Two-thirds of the departments that responded to the study statewide gave one of those three explanations for not testing a PERK. Another 20 percent said its reason was not listed.

"A review of the reasons provided by Virginia law enforcement agencies for why each of the inventoried PERKs was not tested reveals that there are PERKs that clearly should have been submitted to (the Department of Forensic Science) for analysis," the report found.

Read more below.

Untested rape kits are a problem nationwide, often due to backlogs in the state crime labs. But the report found that's not the case in Virginia, with an average turn around time of 72 days.

The reality many rape kits are not tested is frustrating for victims, especially given the mental and physical stress of completing the exam. In most cases, it must be done within 72 hours of the incident.
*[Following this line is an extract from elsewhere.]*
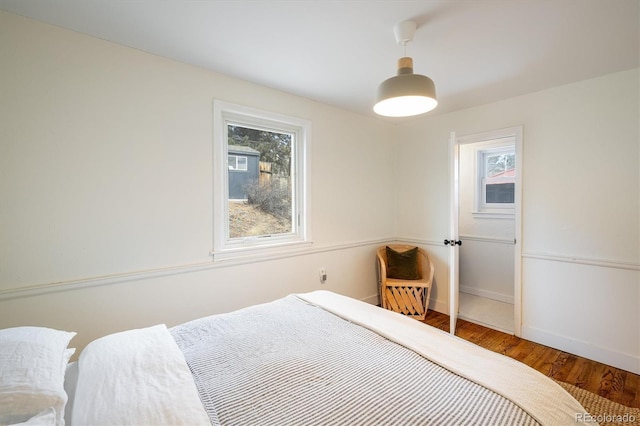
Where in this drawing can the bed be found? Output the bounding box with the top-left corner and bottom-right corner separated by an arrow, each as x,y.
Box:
0,291 -> 585,425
"At minimum it would take 4-6 hours," said Melissa Harper, a forensic nurse examiner with Carilion Roanoke Memorial Hospital. "It's one on one nursing care where the forensic nurse never leaves their side."

The kit is used to gather DNA from a victim after a sexual assault. It often requires victims to mentally relive the incident.

Harper knows there is no easy answer when it comes to decisions about testing, but she believes testing more kits could help with other unsolved crimes.

"Sexual assault is serial in nature and it's a very small number of offenders committing these crimes," said Harper, who has served as a forensic nurse for 21 years. "Certainly, if all kits could be tested there could be a link from case to case."